George Hausdorf (1894–1959) was a German artist who worked in Germany, the Dominican Republic, and the United States. He produced works in oils, watercolors, pastels, and charcoal, as well as engravings. Subjects included landscapes, still lifes, portraits, cityscapes, and genre scenes.

==Early years and career in Europe==

Hausdorf was born in Breslau, Germany, (now Wrocław, Poland) in 1894. He studied art in Berlin and continued his training in the Netherlands. Afterwards, he returned to Berlin to work as an art teacher. Hausdorf later moved to Hamburg, where he founded a painting academy that he directed for 20 years. Of Jewish descent, Hausdorf went into exile in the Dominican Republic in 1939 due to Nazi persecution of Jews in Germany.

==Career in the Dominican Republic==

After arriving in the Dominican Republic, he started a private art school in Santo Domingo. He had his first solo exhibition in the Dominican Republic in 1939, and participated in numerous exhibitions and Biennial art shows over the next few years. He became a professor at the National School of Fine Arts when it opened in 1942. His students included notable Dominican artists Gilberto Hernández Ortega, Clara Ledesma, Eligio Pichardo, Aquiles Azar, and Ada Balcácer.
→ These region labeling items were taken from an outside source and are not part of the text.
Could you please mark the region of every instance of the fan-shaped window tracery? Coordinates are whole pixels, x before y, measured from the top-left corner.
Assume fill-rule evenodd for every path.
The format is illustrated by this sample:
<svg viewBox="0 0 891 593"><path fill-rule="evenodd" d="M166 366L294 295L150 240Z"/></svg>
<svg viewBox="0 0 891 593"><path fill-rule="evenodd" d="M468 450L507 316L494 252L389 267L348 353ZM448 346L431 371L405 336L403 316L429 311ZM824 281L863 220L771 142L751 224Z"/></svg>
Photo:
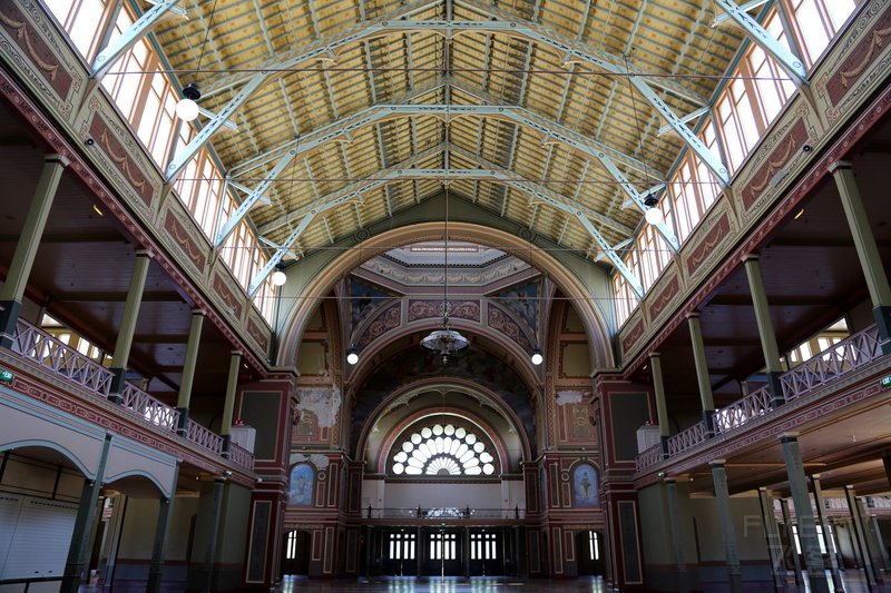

Hausdorf’s paintings evolved in the Dominican Republic to incorporate a tropical palette of vivid blues, greens and yellows, as well as scenes of rural daily life.

==Final years in New York==
In 1948, Hausdorf moved to New York City, where his art changed once again to reflect his new surroundings. His palette softened and his range of subjects expanded to include cityscapes and sidewalk scenes. Hausdorf died in New York in 1959.

Hausdorf participated in numerous exhibitions in Europe, the Dominican Republic and the United States. A retrospective of his work was held in the Bellapart Museum in Santo Domingo in 2005.